CD4+, CD56+ DC2 malignancies constitute a novel disease entity, which has recently been shown to arise from a transformed lymphoid-related plasmacytoid dendritic cell (DC2). Diagnosis is primarily based on a particular immunophenotype with tumor cells expressing CD4 and CD56 antigens in the absence of common lymphoid or myeloid lineage markers. Little is currently known about the cytogenetic features of this disease entity. In this setting, the Groupe Français de Cytogénétique Hématologique (GFCH) initiated a cytogenetic study of 18 adults and 3 children with CD4+, CD56+ DC2 acute leukemia using conventional and fluorescence in situ hybridization/24-color karyotyping. Clonal, mostly complex chromosome aberrations were found in 14 patients (66%). Six major recurrent chromosomal targets were defined. These were 5q, 12p, 13q, 6q, 15q, and 9, which were involved in 72% (5q), 64% (12p and 13q), 50% (6q), 43% (15q), and 28% (monosomy 9) of cases, respectively. Cytogenetic features can be summarized as follows: (1) gross genomic imbalances (mostly losses) predominate, (2) no single anomaly can be considered as specific, whereas their combination/accumulation is, and (3) both lymphoid and myeloid lineage–associated rearrangements are observed in unusual combinations in the same cell. This is suggestive of complex multistep tumorigenic mechanisms and is supportive of the hypothesis that CD4+, CD56+ DC2 acute leukemia may arise from an undifferentiated nonmyeloid nonlymphoid progenitor cell. In conclusion, the present study documents for the first time the existence of a characteristic cytogenetic profile for this novel disease entity.
Introduction
The CD4+, CD56+malignancies, initially described by Brody et al1 and further characterized by others,2-4 constitute a novel disease entity based on clinical, morphologic-cytologic, and immunologic studies.5 This disease has recently been shown to arise from a transformed lymphoid-related plasmacytoid dendritic cell type 2 (DC2).6 Primarily defined through their particular immunophenotypic profile (CD4+, CD56+ cells without common lymphoid- or myeloid-lineage markers), patients characteristically present with primary cutaneous nodules (83%), lymph node and spleen enlargement (61%), and cytopenia and bone marrow infiltration (87%), as extensively described by Feuillard et al.5 Despite an initial good response to chemotherapy (78% complete remission), patients will eventually relapse within a few months (median, 9 months) and overall survival at 24 months is low (25%).

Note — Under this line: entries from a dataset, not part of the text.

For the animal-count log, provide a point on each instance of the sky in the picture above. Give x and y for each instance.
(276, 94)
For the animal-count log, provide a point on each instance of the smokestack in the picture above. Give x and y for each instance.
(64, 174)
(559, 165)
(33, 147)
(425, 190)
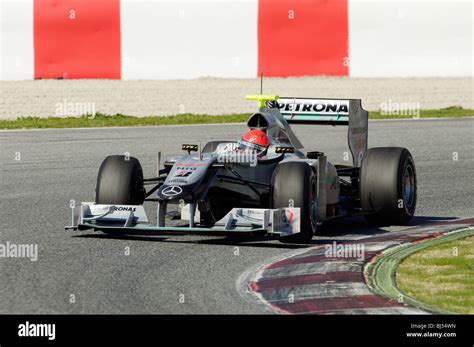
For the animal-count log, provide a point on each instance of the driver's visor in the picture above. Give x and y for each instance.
(253, 148)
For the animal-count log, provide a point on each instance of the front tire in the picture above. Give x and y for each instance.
(388, 186)
(296, 181)
(120, 181)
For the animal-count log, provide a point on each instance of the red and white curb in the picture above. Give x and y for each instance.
(311, 282)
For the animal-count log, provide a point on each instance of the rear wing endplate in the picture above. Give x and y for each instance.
(329, 112)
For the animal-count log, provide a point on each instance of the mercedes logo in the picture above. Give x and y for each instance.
(172, 191)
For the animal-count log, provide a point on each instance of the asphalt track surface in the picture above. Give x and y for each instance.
(55, 166)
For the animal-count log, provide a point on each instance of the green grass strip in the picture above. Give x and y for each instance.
(381, 273)
(119, 120)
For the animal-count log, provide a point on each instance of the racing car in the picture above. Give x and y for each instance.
(261, 184)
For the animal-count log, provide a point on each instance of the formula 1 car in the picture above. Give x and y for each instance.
(285, 193)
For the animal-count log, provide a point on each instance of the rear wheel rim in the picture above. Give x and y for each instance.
(408, 186)
(313, 208)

From a morphologic viewpoint, bone marrow is usually massively infiltrated by malignant cells with a blastic aspect, a large cytoplasm with (micro)vacuoles often adopting a pearl necklace aspect beneath the nuclear membrane and pseudopodialike cytoplasmic expansions. However, the cytogenetic features of this novel disease entity are currently poorly characterized.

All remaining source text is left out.